5) Take the opportunity to utilize the manual interface assignment, (ix0 is port lan0 and ix1 is port wan0).

6.) Login as 'root' (password 'opnsense') through the serial console and enter the shell (option 8).

7.) Note that, at this point, you have less than 10 minutes to complete the next step, but, this will be plenty of time.

Load the  Intel watchdog driver :

Code Select Expand

# kldload ichwd
8.) Logout and log back in as 'installer' (password 'opnsense') and continue the installation as normal.

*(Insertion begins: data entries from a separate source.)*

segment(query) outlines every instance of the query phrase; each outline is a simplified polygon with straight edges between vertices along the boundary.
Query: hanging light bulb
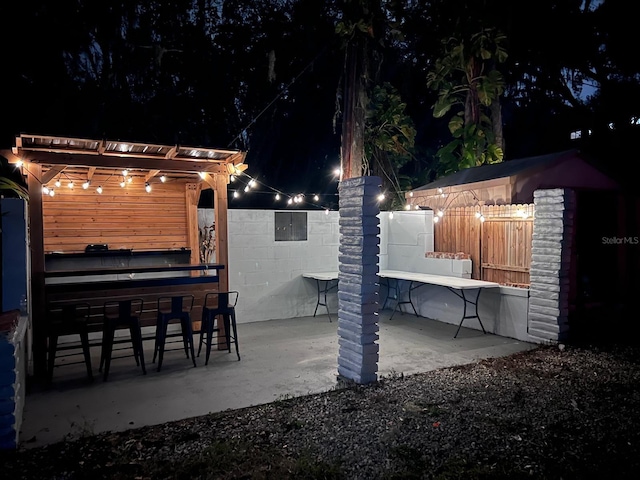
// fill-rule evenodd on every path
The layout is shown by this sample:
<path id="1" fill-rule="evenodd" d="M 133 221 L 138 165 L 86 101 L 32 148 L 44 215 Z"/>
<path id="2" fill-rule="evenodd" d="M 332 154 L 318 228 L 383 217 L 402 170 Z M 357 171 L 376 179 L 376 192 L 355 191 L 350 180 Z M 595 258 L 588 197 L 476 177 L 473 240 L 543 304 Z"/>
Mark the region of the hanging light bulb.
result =
<path id="1" fill-rule="evenodd" d="M 389 219 L 393 218 L 393 212 L 389 212 Z"/>
<path id="2" fill-rule="evenodd" d="M 53 188 L 51 190 L 49 190 L 49 196 L 53 197 L 56 194 L 56 192 L 53 190 Z"/>
<path id="3" fill-rule="evenodd" d="M 409 192 L 409 196 L 410 196 L 410 197 L 413 197 L 413 192 Z"/>
<path id="4" fill-rule="evenodd" d="M 248 191 L 249 191 L 249 185 L 246 185 L 246 186 L 244 187 L 244 191 L 245 191 L 245 192 L 248 192 Z"/>
<path id="5" fill-rule="evenodd" d="M 405 210 L 411 210 L 411 205 L 409 205 L 408 203 L 404 206 Z"/>
<path id="6" fill-rule="evenodd" d="M 443 215 L 444 215 L 444 211 L 438 210 L 438 216 L 442 218 Z"/>
<path id="7" fill-rule="evenodd" d="M 73 188 L 73 181 L 70 181 L 69 184 L 67 185 L 69 188 Z"/>
<path id="8" fill-rule="evenodd" d="M 484 215 L 480 215 L 480 221 L 484 222 Z"/>
<path id="9" fill-rule="evenodd" d="M 291 205 L 293 203 L 293 199 L 291 197 L 289 197 L 289 200 L 287 200 L 287 204 Z"/>
<path id="10" fill-rule="evenodd" d="M 147 193 L 151 192 L 151 185 L 149 185 L 149 182 L 144 184 L 144 189 L 147 191 Z"/>
<path id="11" fill-rule="evenodd" d="M 102 186 L 98 185 L 98 188 L 96 188 L 96 192 L 102 194 Z"/>
<path id="12" fill-rule="evenodd" d="M 420 210 L 420 205 L 416 205 L 416 210 Z"/>
<path id="13" fill-rule="evenodd" d="M 381 202 L 384 200 L 384 193 L 381 193 L 380 195 L 378 195 L 378 201 Z"/>
<path id="14" fill-rule="evenodd" d="M 133 182 L 133 177 L 127 177 L 127 183 Z"/>
<path id="15" fill-rule="evenodd" d="M 120 186 L 122 188 L 124 188 L 126 184 L 127 184 L 127 182 L 125 182 L 124 179 L 120 182 Z"/>
<path id="16" fill-rule="evenodd" d="M 198 175 L 200 175 L 200 178 L 204 180 L 205 177 L 207 176 L 207 172 L 199 172 Z"/>
<path id="17" fill-rule="evenodd" d="M 167 177 L 165 177 L 164 175 L 162 175 L 162 176 L 160 177 L 160 181 L 161 181 L 162 183 L 166 182 L 166 181 L 167 181 Z"/>
<path id="18" fill-rule="evenodd" d="M 233 198 L 238 198 L 240 196 L 240 194 L 238 193 L 237 190 L 234 190 L 233 192 Z"/>
<path id="19" fill-rule="evenodd" d="M 83 189 L 85 189 L 85 190 L 86 190 L 87 188 L 89 188 L 89 183 L 91 183 L 91 182 L 89 182 L 89 180 L 87 180 L 86 182 L 84 182 L 84 183 L 82 184 L 82 188 L 83 188 Z"/>
<path id="20" fill-rule="evenodd" d="M 325 215 L 329 215 L 329 209 L 328 208 L 324 211 L 324 214 Z"/>
<path id="21" fill-rule="evenodd" d="M 45 195 L 49 195 L 49 187 L 47 187 L 46 185 L 42 186 L 42 193 L 44 193 Z"/>
<path id="22" fill-rule="evenodd" d="M 56 188 L 60 188 L 60 185 L 61 185 L 60 179 L 56 180 L 56 183 L 55 183 Z"/>
<path id="23" fill-rule="evenodd" d="M 315 202 L 317 202 L 318 200 L 320 200 L 320 197 L 319 197 L 318 195 L 314 195 L 314 196 L 313 196 L 313 200 L 314 200 Z"/>
<path id="24" fill-rule="evenodd" d="M 276 193 L 276 200 L 280 200 L 280 194 Z"/>
<path id="25" fill-rule="evenodd" d="M 256 186 L 256 181 L 255 181 L 255 180 L 253 180 L 253 179 L 249 180 L 249 186 L 250 186 L 251 188 L 255 187 L 255 186 Z"/>
<path id="26" fill-rule="evenodd" d="M 480 218 L 480 215 L 482 215 L 479 211 L 476 212 L 476 218 Z"/>
<path id="27" fill-rule="evenodd" d="M 440 217 L 437 217 L 437 216 L 433 217 L 433 223 L 438 223 L 438 220 L 440 220 Z"/>
<path id="28" fill-rule="evenodd" d="M 20 168 L 22 165 L 24 165 L 24 162 L 22 160 L 18 160 L 16 162 L 16 168 Z"/>
<path id="29" fill-rule="evenodd" d="M 231 176 L 229 177 L 229 181 L 230 181 L 230 182 L 235 182 L 235 181 L 236 181 L 236 176 L 235 176 L 235 175 L 231 175 Z"/>
<path id="30" fill-rule="evenodd" d="M 127 175 L 129 175 L 129 170 L 122 170 L 122 176 L 126 177 Z"/>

9.) Reboot. It is safe to pull the USB stick once you see:

Code Select Expand

umass0: detached
uhub0: detached

10.) Once rebooted into the installed system, repeat steps 6 and 7, to reset the watchdog timer and prevent the machine from rebooting.

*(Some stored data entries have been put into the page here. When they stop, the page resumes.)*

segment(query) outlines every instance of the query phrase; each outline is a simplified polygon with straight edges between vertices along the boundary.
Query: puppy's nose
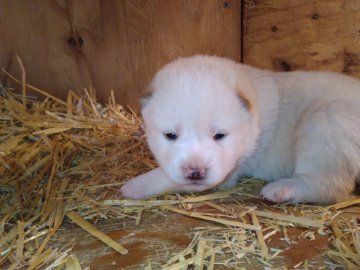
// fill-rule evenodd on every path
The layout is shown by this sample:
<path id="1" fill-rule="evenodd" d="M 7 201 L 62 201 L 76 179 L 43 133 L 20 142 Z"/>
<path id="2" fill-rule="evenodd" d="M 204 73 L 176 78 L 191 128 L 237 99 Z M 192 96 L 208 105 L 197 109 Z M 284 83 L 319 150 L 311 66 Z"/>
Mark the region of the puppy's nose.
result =
<path id="1" fill-rule="evenodd" d="M 201 181 L 206 177 L 205 168 L 185 168 L 186 178 L 192 181 Z"/>

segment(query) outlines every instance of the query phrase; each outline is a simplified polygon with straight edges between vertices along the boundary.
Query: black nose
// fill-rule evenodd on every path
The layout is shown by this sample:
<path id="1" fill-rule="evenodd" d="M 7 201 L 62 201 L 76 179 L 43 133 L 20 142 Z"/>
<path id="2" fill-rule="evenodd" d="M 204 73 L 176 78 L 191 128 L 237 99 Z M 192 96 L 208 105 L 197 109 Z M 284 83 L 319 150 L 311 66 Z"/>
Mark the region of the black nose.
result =
<path id="1" fill-rule="evenodd" d="M 192 181 L 199 181 L 205 178 L 205 172 L 194 170 L 188 174 L 187 178 Z"/>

11.) Login to the WEBUI as 'root' (password 'opnsense').

12.) Configure your system as normal, either manually and/or by utilizing the wizard.

13.) In order to address the embedded watchdog and permanently prevent the unit from rebooting every 10 minutes, configure OPNsense to load the Intel watchdog driver at boot:

System > Settings > Tunables

Click on "+" in the lower right corner, then:

Tunable: ichwd_load
Value: YES

14.) Reboot, continue as normal, and enjoy.


THANK YOU:
Thanks again to patient_0 for his knowledge, expertise and tenacious digging for the watchdog timer solution! He has made it possible for the masses to re-purpose these excellent machines.
Thanks to Patrick M. Hausen for the WEBUI tunable.
Thanks to poningru for his M.2 correction.
Thanks to WarpConduit for his improved port identification table.
Thanks to Justin from velocitytechsolutions for his efforts and patience.

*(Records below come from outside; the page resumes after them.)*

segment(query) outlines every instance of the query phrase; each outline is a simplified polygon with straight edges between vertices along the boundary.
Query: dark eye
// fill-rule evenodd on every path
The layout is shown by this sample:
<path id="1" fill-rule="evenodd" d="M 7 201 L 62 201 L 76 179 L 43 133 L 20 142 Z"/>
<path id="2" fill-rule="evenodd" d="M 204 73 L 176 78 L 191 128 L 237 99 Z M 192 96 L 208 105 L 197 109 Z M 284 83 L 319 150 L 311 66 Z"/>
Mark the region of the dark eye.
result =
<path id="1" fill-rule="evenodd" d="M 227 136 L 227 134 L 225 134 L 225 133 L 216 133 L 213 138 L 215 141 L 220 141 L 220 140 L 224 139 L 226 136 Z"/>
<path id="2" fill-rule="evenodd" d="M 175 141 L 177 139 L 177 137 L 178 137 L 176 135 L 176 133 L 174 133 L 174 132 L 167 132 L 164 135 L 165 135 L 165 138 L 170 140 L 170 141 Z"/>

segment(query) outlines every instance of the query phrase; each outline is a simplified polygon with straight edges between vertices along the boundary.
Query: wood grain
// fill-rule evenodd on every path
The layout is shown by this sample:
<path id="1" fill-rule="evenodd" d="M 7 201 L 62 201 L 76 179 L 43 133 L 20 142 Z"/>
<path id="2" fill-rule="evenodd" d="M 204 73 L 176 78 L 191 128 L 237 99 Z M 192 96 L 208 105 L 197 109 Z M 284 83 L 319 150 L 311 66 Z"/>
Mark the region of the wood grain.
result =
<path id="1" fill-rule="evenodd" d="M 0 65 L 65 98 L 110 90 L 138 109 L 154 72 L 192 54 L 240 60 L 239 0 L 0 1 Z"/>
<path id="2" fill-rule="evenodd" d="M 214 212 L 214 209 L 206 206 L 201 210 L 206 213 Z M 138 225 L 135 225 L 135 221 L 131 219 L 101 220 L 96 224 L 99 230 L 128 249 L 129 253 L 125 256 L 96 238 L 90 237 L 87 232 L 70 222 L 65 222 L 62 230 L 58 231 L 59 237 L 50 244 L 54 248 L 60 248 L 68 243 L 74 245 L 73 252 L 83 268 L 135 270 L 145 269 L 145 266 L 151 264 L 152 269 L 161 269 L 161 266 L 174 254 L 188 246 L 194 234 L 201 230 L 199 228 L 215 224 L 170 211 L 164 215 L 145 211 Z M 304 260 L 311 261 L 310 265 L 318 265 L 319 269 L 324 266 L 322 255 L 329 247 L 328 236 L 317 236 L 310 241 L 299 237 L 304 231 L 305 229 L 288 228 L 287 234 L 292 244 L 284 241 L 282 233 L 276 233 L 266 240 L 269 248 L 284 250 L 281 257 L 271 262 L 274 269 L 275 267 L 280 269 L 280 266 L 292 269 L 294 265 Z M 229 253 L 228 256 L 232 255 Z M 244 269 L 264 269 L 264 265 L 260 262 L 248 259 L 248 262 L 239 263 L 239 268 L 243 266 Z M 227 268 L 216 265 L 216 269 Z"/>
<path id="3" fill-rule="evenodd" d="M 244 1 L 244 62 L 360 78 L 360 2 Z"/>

So, to answer my own question, I believe that /etc/rc.local  would have been the file to unload the module, after adding the execute bit to it.
However, the machine has been up for 16 minutes now without unloading it.. I will update.
Thank you for ostensibly solving this riddle, Patient_0!
If I can get this thing to stay up for 24 hours, I will post a simple tutorial in this subforum, unless you would like to do so.
These boxes have great specs and can be found for cheap, and getting this information into the hands of others would be great.

Eureka!

Code Select Expand

echo 'ichwd_load="YES"' > /boot/loader.conf.local

Code Select Expand

root@EventHorizon:~ # cat /boot/loader.conf.local
ichwd_load="YES"


Code Select Expand

root@EventHorizon:~ # dmesg | grep -i watchdog
ichwd0: <Intel Atom C3000 watchdog timer> at port 0x400-0x41f iomem 0xfdc6000c-0xfdc6000f on isa0
ichwd0: <Intel Atom C3000 watchdog timer> at port 0x400-0x41f iomem 0xfdc6000c-0xfdc6000f on isa0
ichwd0: <Intel Atom C3000 watchdog timer> at port 0x400-0x41f iomem 0xfdc6000c-0xfdc6000f on isa0
root@EventHorizon:~ # dmesg | grep -i superio
root@EventHorizon:~ # kldunload ichwd
ichwd0: detached
root@EventHorizon:~ # date
Wed Jan  2 10:59:23 EST 2008
root@EventHorizon:~ # date
Wed Jan  2 11:00:32 EST 2008
root@EventHorizon:~ # date
Wed Jan  2 11:02:27 EST 2008
root@EventHorizon:~ # date
Wed Jan  2 11:02:56 EST 2008
root@EventHorizon:~ # date
Wed Jan  2 11:02:57 EST 2008
root@EventHorizon:~ # date
Wed Jan  2 11:03:01 EST 2008
root@EventHorizon:~ # date
Wed Jan  2 11:03:31 EST 2008
root@EventHorizon:~ # date
Wed Jan  2 11:03:56 EST 2008
root@EventHorizon:~ # date
Wed Jan  2 11:04:33 EST 2008
root@EventHorizon:~ # date
Wed Jan  2 11:05:47 EST 2008
root@EventHorizon:~ # date
Wed Jan  2 11:06:53 EST 2008
root@EventHorizon:~ # date
Wed Jan  2 11:08:06 EST 2008
root@EventHorizon:~ # date
Wed Jan  2 11:08:47 EST 2008
root@EventHorizon:~ # date
Wed Jan  2 11:09:49 EST 2008
root@EventHorizon:~ # date
Wed Jan  2 11:11:09 EST 2008
root@EventHorizon:~ # date
Wed Jan  2 11:11:55 EST 2008
root@EventHorizon:~ # date
Wed Jan  2 11:12:02 EST 2008
root@EventHorizon:~ # date
Wed Jan  2 11:13:30 EST 2008
root@EventHorizon:~ #
(I'll have to fix the date, but we're way beyond the 10 minute mark!!)
Wow....like magic.
2 things come to mind.
1.) I'm going to try and reboot and continue without unloading ichwd and see the results.
2.) If normal functionality is only able to be achieved by unloading it, is there a recommended rc.conf that is run at the end of the FreeBSD boot process where I can place kldunload ichwd in order to automate it?